If the cap is lowered, “my worry is they [ministers] are going to ask universities themselves to find that additional money”, said Ms Hardy, a former member of the Commons Education Committee.

The abolition of tuition fees and the reintroduction of maintenance grants was a signature Labour policy under outgoing leader Jeremy Corbyn.

Should that still be the policy under a new leader? “I would argue that it needs to be,” said Ms Hardy. The current system in which the poorest students borrow the largest sums was “unfair” and “that system doesn’t work”, while the decline in part-time and mature student numbers under higher fees was a “huge concern”, she argued.

Ms Hardy put Labour’s proposed National Education Service and its policy to abolish fees in the context of the need to face up to the “fourth industrial revolution” and offer lifelong education.

She added: “I think we do need to look at investing in what should be our greatest resource, which is the skills and the talents of the people in this country…We’re not a great manufacturing country any more. Look at the industries that are creating the wealth, [for example] the creative industries. How can we get people developed in those areas, give them the skills they need?”

Ms Hardy also highlighted the effect of the abolition of student number controls in 2015, which opened up unconstrained competition.

Institutions such as the University of Hull that recruit large numbers of local students have been “hammered”, and the policy has “really reduced their funding”, added Ms Hardy, the daughter of teachers who was brought up on Humberside. “We can’t lose universities like Hull because of the service they offer to their local area.”

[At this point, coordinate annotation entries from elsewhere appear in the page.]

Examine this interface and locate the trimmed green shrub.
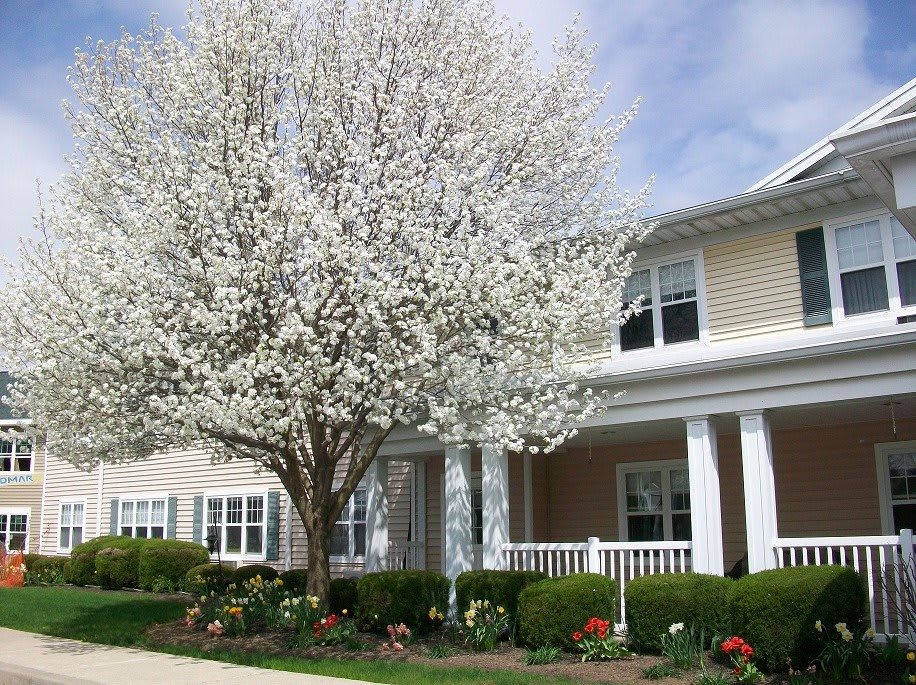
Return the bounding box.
[331,578,358,616]
[185,563,235,596]
[232,564,280,585]
[624,573,734,652]
[65,535,143,585]
[728,566,867,671]
[455,571,547,619]
[524,573,617,649]
[280,568,309,595]
[95,540,144,590]
[356,571,451,633]
[138,540,210,590]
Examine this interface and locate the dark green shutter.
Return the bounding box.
[108,497,118,535]
[264,492,280,561]
[165,497,178,540]
[795,228,833,326]
[192,495,206,544]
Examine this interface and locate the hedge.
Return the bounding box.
[520,573,617,649]
[455,571,547,619]
[624,573,734,652]
[185,563,235,596]
[232,564,280,586]
[138,540,210,590]
[356,571,451,633]
[724,566,867,671]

In abolishing number controls, the Conservatives wanted the most prestigious, and most selective, universities to expand. But “the government didn’t think about the fact that children from more deprived backgrounds are less likely to move away to go to university”, said Ms Hardy.

“They are more likely to attend university on their doorstep. You hammer universities like Hull, you are hitting that demographic of students.”

She added: “Putting the free market into education is something I don’t really agree with.”

The party’s previously announced proposal to replace the practice of using predicted grades to place university candidates – which works against poorer students – with a post-qualification application system would be “so much fairer”, Ms Hardy also said. “As someone from what I would call an average background, I was underpredicted on my results right across the board…Your place should be based on the results that you get.”